本書の解説からも抜粋.2017年の政策を2025年現在の基準でChatGPTに評価させると,
- オバマケア(Affordable Care Act, ACA)廃止によって多くの国民が健康保険を失う
- トランプ政権と共和党はACAの廃止を試みました(例:2017年の「American Health Care Act」案)。非党派機関CBO(議会予算局)は、これによって数百万人が保険を失うと予測しました。ただし、完全な廃止は成立せず、一部条項の撤廃(個人への保険加入義務の罰則廃止など)に留まりました。

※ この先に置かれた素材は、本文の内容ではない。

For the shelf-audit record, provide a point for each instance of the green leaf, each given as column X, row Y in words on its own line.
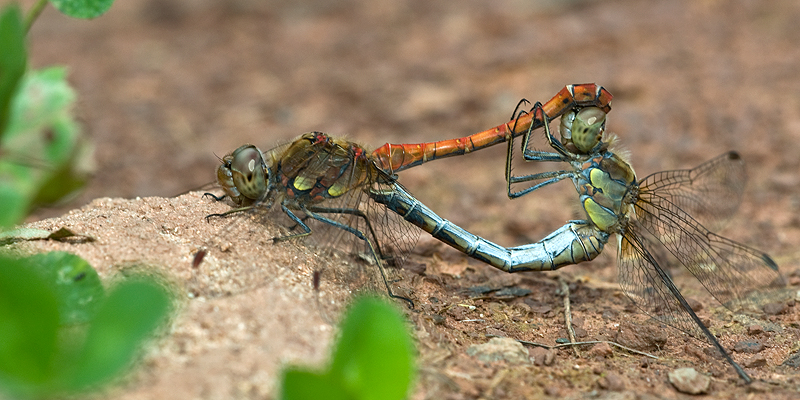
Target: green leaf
column 301, row 385
column 29, row 320
column 76, row 284
column 15, row 204
column 84, row 9
column 130, row 314
column 374, row 356
column 13, row 59
column 43, row 155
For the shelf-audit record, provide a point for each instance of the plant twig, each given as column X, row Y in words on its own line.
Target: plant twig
column 568, row 313
column 641, row 353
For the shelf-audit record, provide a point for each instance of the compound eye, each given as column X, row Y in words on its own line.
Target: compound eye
column 249, row 172
column 587, row 128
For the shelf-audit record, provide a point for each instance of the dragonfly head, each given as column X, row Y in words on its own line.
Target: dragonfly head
column 582, row 131
column 243, row 175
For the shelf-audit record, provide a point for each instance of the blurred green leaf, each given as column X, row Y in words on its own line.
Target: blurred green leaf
column 77, row 284
column 43, row 155
column 13, row 59
column 130, row 314
column 373, row 358
column 15, row 204
column 84, row 9
column 29, row 320
column 301, row 385
column 374, row 355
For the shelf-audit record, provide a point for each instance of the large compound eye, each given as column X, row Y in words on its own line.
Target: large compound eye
column 248, row 172
column 587, row 128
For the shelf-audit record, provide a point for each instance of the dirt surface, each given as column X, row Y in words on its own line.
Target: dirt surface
column 165, row 85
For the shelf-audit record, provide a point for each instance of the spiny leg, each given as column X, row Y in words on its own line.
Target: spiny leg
column 229, row 212
column 551, row 176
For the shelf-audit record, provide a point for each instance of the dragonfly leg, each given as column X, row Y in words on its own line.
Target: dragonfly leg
column 229, row 212
column 215, row 197
column 298, row 221
column 550, row 176
column 531, row 155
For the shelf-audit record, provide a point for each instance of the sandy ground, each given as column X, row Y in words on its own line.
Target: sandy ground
column 165, row 85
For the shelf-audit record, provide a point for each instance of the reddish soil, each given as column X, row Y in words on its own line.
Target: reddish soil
column 165, row 85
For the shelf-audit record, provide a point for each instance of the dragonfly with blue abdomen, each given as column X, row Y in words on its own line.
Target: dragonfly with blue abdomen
column 666, row 210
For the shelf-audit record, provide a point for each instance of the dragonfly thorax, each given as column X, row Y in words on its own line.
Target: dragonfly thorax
column 243, row 175
column 604, row 185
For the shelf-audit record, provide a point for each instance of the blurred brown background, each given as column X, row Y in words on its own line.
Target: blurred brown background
column 165, row 85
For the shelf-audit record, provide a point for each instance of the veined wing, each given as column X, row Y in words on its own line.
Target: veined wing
column 643, row 279
column 710, row 193
column 730, row 271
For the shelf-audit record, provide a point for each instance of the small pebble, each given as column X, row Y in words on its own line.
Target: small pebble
column 688, row 380
column 542, row 356
column 775, row 308
column 756, row 361
column 601, row 350
column 755, row 329
column 497, row 349
column 694, row 304
column 612, row 382
column 748, row 347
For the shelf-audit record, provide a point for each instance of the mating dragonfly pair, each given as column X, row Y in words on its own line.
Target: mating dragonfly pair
column 342, row 185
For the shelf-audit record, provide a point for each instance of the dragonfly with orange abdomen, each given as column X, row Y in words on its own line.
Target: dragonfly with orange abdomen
column 647, row 215
column 659, row 220
column 566, row 104
column 322, row 178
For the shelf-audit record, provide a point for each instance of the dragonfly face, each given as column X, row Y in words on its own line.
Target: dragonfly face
column 581, row 131
column 243, row 175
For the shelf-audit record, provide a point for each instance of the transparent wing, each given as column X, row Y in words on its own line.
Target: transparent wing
column 710, row 193
column 646, row 283
column 730, row 271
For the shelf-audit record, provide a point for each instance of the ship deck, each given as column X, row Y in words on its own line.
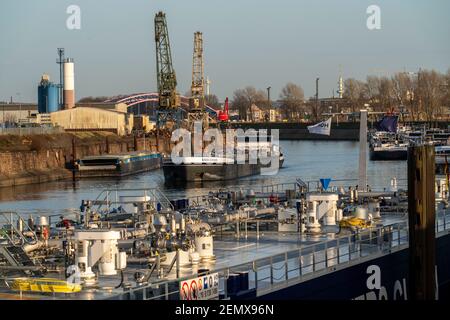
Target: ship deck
column 271, row 261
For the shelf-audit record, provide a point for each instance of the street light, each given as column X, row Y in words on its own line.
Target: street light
column 268, row 100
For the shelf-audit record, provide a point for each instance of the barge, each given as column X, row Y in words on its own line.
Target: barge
column 288, row 241
column 117, row 165
column 196, row 169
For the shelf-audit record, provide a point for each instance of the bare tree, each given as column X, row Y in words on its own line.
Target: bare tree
column 292, row 98
column 212, row 101
column 354, row 93
column 244, row 98
column 432, row 92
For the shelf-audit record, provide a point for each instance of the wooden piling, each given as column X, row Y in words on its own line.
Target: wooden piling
column 422, row 235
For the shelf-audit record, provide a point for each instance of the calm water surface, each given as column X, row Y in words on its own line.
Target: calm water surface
column 308, row 160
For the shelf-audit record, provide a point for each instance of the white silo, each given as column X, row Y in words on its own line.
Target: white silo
column 69, row 84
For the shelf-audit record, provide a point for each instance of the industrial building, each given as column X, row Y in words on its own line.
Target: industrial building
column 93, row 119
column 48, row 95
column 69, row 84
column 16, row 112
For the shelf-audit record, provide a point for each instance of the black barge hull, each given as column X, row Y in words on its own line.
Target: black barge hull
column 388, row 155
column 122, row 170
column 210, row 172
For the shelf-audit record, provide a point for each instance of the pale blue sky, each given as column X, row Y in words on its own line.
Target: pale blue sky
column 247, row 42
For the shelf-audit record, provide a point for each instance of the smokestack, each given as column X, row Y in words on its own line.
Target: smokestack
column 69, row 84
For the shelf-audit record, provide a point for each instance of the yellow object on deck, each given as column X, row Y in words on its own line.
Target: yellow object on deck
column 354, row 223
column 45, row 285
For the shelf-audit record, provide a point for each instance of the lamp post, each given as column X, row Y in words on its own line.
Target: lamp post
column 268, row 99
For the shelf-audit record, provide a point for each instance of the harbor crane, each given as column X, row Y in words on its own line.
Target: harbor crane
column 197, row 101
column 169, row 100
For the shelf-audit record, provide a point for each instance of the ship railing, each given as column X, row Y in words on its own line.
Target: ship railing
column 110, row 198
column 335, row 184
column 15, row 229
column 295, row 266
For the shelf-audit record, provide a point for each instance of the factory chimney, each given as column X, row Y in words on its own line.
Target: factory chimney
column 69, row 84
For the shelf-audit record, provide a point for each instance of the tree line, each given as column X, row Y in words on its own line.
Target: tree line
column 423, row 95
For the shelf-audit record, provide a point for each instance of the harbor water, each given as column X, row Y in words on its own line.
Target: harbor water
column 308, row 160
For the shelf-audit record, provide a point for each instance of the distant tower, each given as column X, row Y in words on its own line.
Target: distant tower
column 69, row 84
column 48, row 95
column 208, row 85
column 340, row 84
column 60, row 61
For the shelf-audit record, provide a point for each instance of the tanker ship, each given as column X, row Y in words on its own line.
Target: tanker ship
column 195, row 169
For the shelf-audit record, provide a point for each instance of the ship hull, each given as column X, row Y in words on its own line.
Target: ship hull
column 210, row 172
column 351, row 283
column 122, row 169
column 386, row 155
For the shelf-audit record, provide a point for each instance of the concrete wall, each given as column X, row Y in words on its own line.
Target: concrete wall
column 86, row 118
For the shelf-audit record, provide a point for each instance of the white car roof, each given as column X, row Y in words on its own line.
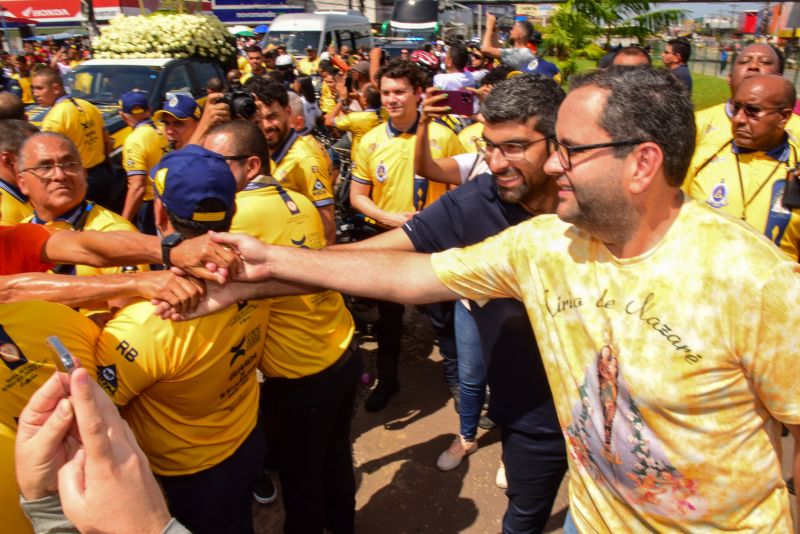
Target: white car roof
column 144, row 62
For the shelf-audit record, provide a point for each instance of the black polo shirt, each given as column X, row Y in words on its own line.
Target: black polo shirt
column 521, row 397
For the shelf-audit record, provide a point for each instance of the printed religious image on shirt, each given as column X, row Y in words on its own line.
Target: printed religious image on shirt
column 609, row 439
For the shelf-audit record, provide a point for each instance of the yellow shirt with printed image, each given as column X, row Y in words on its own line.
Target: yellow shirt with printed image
column 142, row 150
column 713, row 179
column 306, row 333
column 358, row 123
column 385, row 161
column 187, row 389
column 667, row 369
column 303, row 166
column 83, row 123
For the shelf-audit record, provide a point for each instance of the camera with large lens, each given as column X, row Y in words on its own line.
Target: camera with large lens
column 240, row 101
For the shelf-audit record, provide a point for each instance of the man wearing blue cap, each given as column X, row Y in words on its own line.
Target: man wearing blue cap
column 142, row 150
column 178, row 119
column 188, row 390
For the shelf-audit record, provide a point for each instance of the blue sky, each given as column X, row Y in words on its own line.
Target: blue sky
column 708, row 9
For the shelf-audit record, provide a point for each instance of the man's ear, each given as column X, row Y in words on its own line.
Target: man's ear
column 647, row 161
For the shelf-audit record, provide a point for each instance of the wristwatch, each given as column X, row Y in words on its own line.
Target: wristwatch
column 167, row 244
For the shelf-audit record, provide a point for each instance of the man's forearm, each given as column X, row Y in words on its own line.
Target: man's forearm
column 73, row 291
column 381, row 274
column 102, row 249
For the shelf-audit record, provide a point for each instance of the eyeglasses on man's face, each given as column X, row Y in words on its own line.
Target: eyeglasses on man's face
column 751, row 111
column 511, row 151
column 49, row 171
column 565, row 151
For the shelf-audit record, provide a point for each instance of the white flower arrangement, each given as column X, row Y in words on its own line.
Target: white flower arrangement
column 170, row 35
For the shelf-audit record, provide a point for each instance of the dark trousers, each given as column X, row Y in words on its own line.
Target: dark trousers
column 146, row 218
column 390, row 332
column 441, row 315
column 535, row 465
column 314, row 449
column 218, row 499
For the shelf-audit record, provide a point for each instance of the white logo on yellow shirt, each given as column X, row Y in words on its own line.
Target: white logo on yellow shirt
column 380, row 172
column 719, row 196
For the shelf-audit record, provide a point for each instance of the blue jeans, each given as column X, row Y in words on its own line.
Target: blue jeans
column 471, row 371
column 535, row 465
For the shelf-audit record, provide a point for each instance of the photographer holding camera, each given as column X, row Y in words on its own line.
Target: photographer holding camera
column 747, row 176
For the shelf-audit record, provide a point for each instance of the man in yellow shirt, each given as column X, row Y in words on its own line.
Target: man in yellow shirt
column 311, row 371
column 255, row 60
column 178, row 118
column 385, row 189
column 142, row 150
column 51, row 175
column 14, row 205
column 189, row 390
column 83, row 124
column 357, row 123
column 714, row 123
column 668, row 415
column 309, row 65
column 746, row 177
column 298, row 163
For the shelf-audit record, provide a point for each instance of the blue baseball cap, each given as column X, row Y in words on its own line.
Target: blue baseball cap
column 181, row 107
column 185, row 178
column 134, row 102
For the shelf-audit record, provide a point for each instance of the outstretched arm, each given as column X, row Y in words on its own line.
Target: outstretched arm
column 107, row 249
column 387, row 275
column 442, row 170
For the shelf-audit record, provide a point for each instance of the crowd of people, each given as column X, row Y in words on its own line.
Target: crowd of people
column 617, row 270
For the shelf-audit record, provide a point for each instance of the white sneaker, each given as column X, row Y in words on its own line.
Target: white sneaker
column 450, row 458
column 500, row 479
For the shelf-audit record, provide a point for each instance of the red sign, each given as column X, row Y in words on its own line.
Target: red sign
column 59, row 10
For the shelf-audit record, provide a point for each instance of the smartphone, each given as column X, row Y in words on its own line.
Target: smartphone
column 62, row 357
column 460, row 101
column 791, row 194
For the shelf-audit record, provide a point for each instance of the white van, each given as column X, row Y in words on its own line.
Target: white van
column 319, row 29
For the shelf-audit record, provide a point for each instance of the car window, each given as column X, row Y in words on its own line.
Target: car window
column 103, row 84
column 178, row 79
column 204, row 71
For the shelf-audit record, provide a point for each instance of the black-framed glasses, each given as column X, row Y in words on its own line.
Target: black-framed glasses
column 565, row 152
column 510, row 151
column 751, row 111
column 48, row 171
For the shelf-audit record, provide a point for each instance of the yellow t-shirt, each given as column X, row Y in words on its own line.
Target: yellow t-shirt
column 83, row 123
column 385, row 161
column 25, row 86
column 327, row 100
column 307, row 67
column 101, row 220
column 142, row 151
column 303, row 166
column 665, row 368
column 14, row 206
column 244, row 66
column 305, row 333
column 763, row 179
column 359, row 123
column 714, row 126
column 188, row 389
column 26, row 364
column 470, row 135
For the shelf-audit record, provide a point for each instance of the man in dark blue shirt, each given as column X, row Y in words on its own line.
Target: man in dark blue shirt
column 519, row 118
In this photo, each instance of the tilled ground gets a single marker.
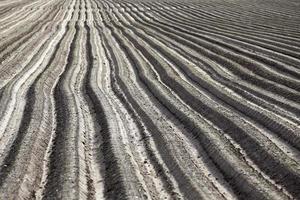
(111, 99)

- 「メキシコに壁の費用を払わせる」→ 実際にはアメリカ国民にコストが転嫁される
- トランプは当初、壁の建設費をメキシコに直接支払わせると主張していましたが、実際にはそのような支払いはなく、米国政府の予算が使われました。さらに、メキシコ製品への関税提案も、最終的にはアメリカ国内の消費者への価格転嫁となるため「実質的にアメリカ人が払う」という経済学的指摘は正当です。
2025年,今まさにトランプ政権2期で関税は大盛りあがりだ.米国債の低下により90日延期したが,どうなるか分からない.